1913 photo of two of the Aurazoda girls: Aurora (second from left) and Georgadda (extreme right). Girls identified by ‘Mac’ Miller.

By Charles Nelson

Drive along Balm Wimauma Rd. today and look for the town of Morris Park. Once a dream of Ruskin’s founding father, George Miller, there is virtually no evidence today that Morris Park actually existed in the early 20th century.

By 1911, the new town of Ruskin was a thriving, cooperative community, and Miller sought to create a ‘twin town’ to the east. Through a complex series of land deals involving Wimauma Founder Captain C. H. Davis, Miller acquired development rights to lands northeast of Wimauma.

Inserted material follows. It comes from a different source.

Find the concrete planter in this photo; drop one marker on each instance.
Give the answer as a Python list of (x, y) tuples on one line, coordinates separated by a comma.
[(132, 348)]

It was here, midway between Wimauma and Balm, along the Seaboard Air Lines rail tracks, that Miller laid out his new town: Morris Park, named in honor of William Morris of England. Morris was the philosophical successor to England’s John Ruskin, whose ideas of social organization and education initially inspired Miller to found Ruskin in 1908.

To fund the new venture, a large pine mill was put into operation at Morris Park in about 1911, supporting a reported 200 employees and their families. A shingle mill, with an annual capacity of 50,000 shingles, was also opened at the ‘Big Cypress’ six miles west of Morris Park. The new town was platted for development, and land sales were managed by the Ruskin Colony Extension Company.

Railroad expansion was critical to this planned community. The Seaboard Airlines already ran through Wimauma and Balm, but a new midway station was sought to serve the sawmill and Morris Park. That main line station would then connect Ruskin to Morris Park with a brand-new electric railroad (the Tampa Tribune refers to it as a ‘trolley line’), providing service in Ruskin from 4th St. (now, US 41) and Bellamy Ave. (today’s Shell Point Dr.).

To serve the new shingle plant, a 10-mile ‘loop’ railroad was to connect with the Ruskin-Morris Park Line and run to Big Cypress and back. In the middle of that loop, a new town was to rise: Aurazoda. That unusual name was coined by Miller, who named it for his three daughters: Aurora, Zoa and Georgadda. He admitted that he got the idea from his friend, Captain Davis, who founded and named the town of Wimauma after his three daughters (Wilma, Maude and Mary).

True to Ruskin’s cooperative ideals, 250 acres was reserved within Aurazoda for a ‘welfare farm’ owned and operated by the Morris Park Welfare Society. The proceeds from the farm’s output would extend public utilities and improvements under the direction of the Welfare Society. All of the driveways within this truck farm were to be lined with cabbage palms to make a good substitute for a public park.

Early growth in Morris Park seemed promising. By February 1913, the town boasted a boarding house and a store. A Sunday school was organized in Welfare Hall. A thriving poultry industry arose. By May 1913, the new railroad station opened. Growth continued into 1914 with announced plans for a canning factory and a cane mill. The telephone connection with Ruskin became a reality.

Beginning in 1915, however, Miller seemingly lost interest in Morris Park. In a major blow to the town’s survival, the sawmill closed, and its employees and their families moved away. By 1916, Miller’s and Ruskin’s attention was diverted by World War I, which took many of Ruskin’s young men, resulting in the eventual closing of Ruskin College.

Few land sales are reported in 1918/19 and plans for connecting rail lines were abandoned. The community never recovered, and by 1930, much of the town’s lands were sold in chancery court.

In 1963, Hillsborough County commissioners published a legal notice that plats known as the Town of Morris Park “shall be closed, vacated and abandoned and all right of the public in and to the land is renounced and disclaimed.” Miller’s dreams of a twin sister to Ruskin faded into history, and the evidence of a community at Morris Park disappeared as well.